Bancada social-democrata e deputados centristas abstiveram-se em voto de saudação ao dia contra homofobia que defende direitos das pessoas trans

O Parlamento aprovou um voto que defende que as pessoas trans devem poder alterar de sexo no registo civil "sem a tutela de médicos e psicólogos". Na votação final do "voto de saudação ao Dia Internacional e Nacional Contra a Homofobia e Transfobia" o PSD e parte da bancada do CDS abstiveram-se, apesar de em 13 de abril terem votado contra a proposta que possibilitou essa alteração de género sem atestado médico, que o Presidente da República vetou com esse mesmo argumento

No texto apresentado pelo BE - depois de enumeradas sucessivas mudanças legislativas - aponta-se que "a remoção da discriminação legal das pessoas LGBTI+ está em marcha mas ainda incompleta". E é neste ponto que se afirma que "importa garantir ainda, às pessoas trans, a alteração do registo civil sem a tutela de médicos e psicólogos garantindo o direito à autodeterminação de género que é automaticamente e naturalmente reconhecido a qualquer outra pessoa".

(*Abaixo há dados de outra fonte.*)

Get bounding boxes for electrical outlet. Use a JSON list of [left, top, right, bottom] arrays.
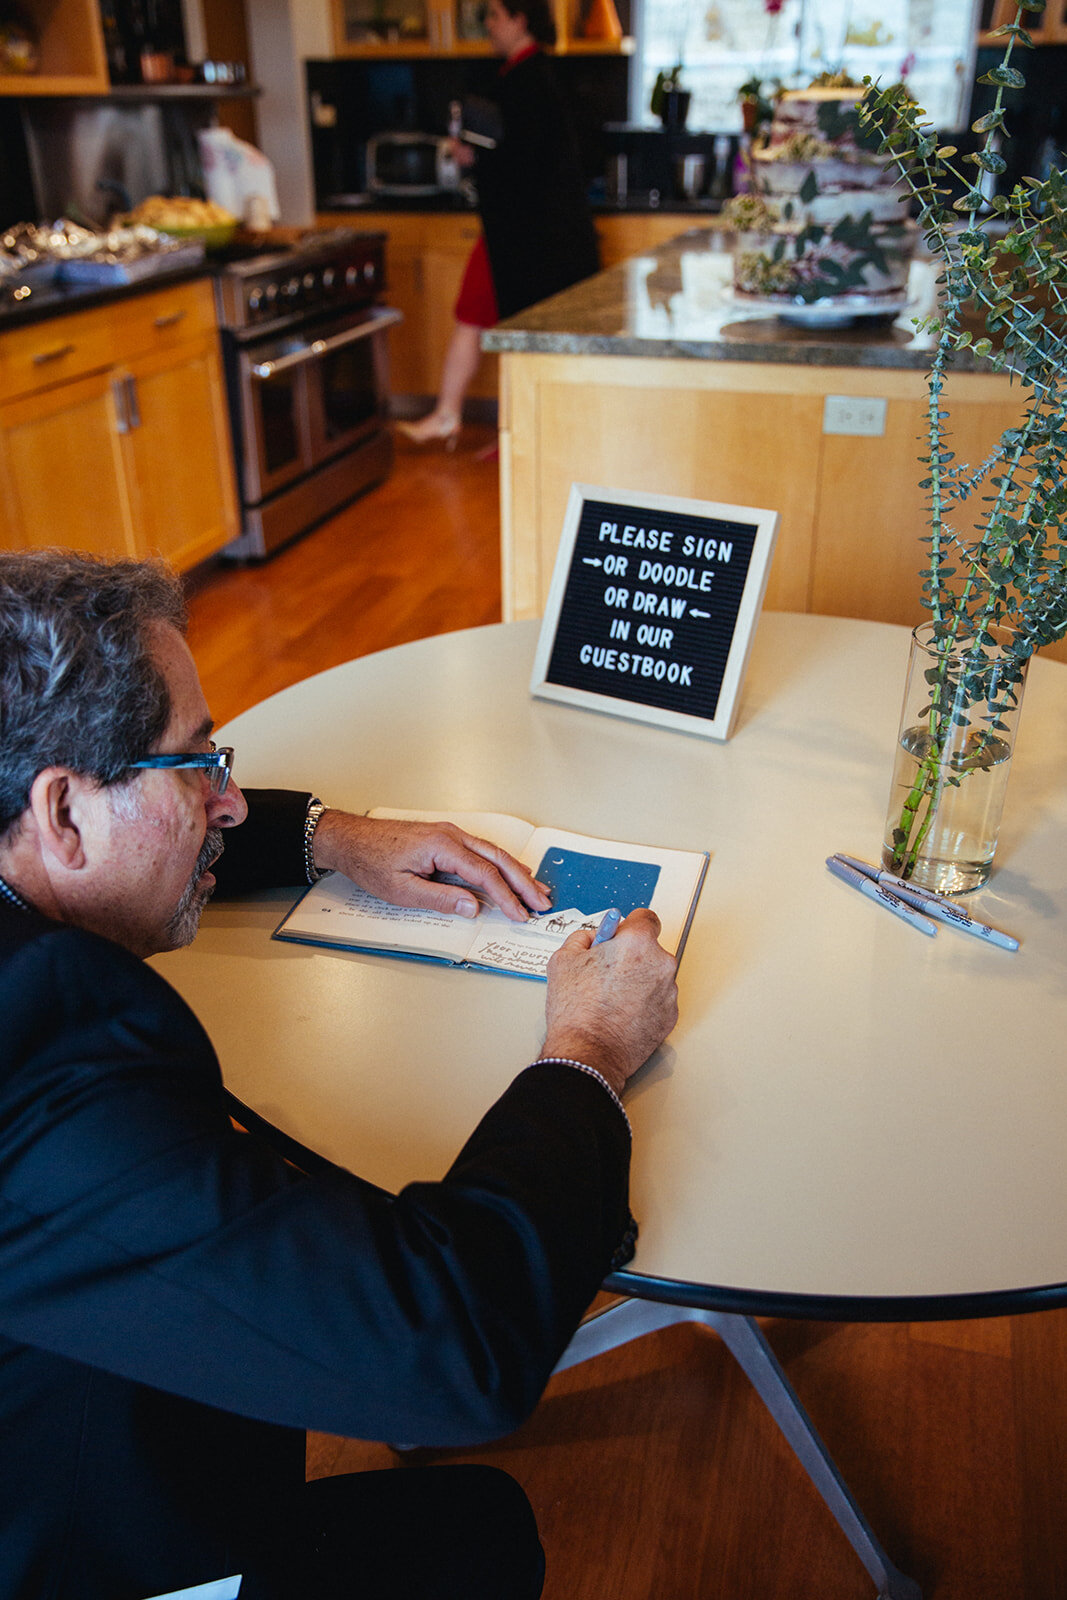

Com a aprovação deste voto de saudação, a Assembleia da República saudou o Dia Internacional, que se celebrou ontem, e reafirmou "o compromisso da consagração da igualdade de direitos para todas as pessoas e do combate a qualquer tipo de discriminação e violência contra as pessoas LGBTI+, na lei e na vida concreta".

PS, BE, PCP, PEV e PAN votaram a favor, sete deputados do CDS (Isabel Galriça Neto, António Carlos Monteiro, Filipe Anacoreta Correia, Ilda Araújo Novo, Vânia Dias da Silva, Patrícia Fonseca e Álvaro Castelo Branco) e um do PSD (Miguel Morgado) votaram contra, com as bancadas social-democrata e centrista a absterem-se.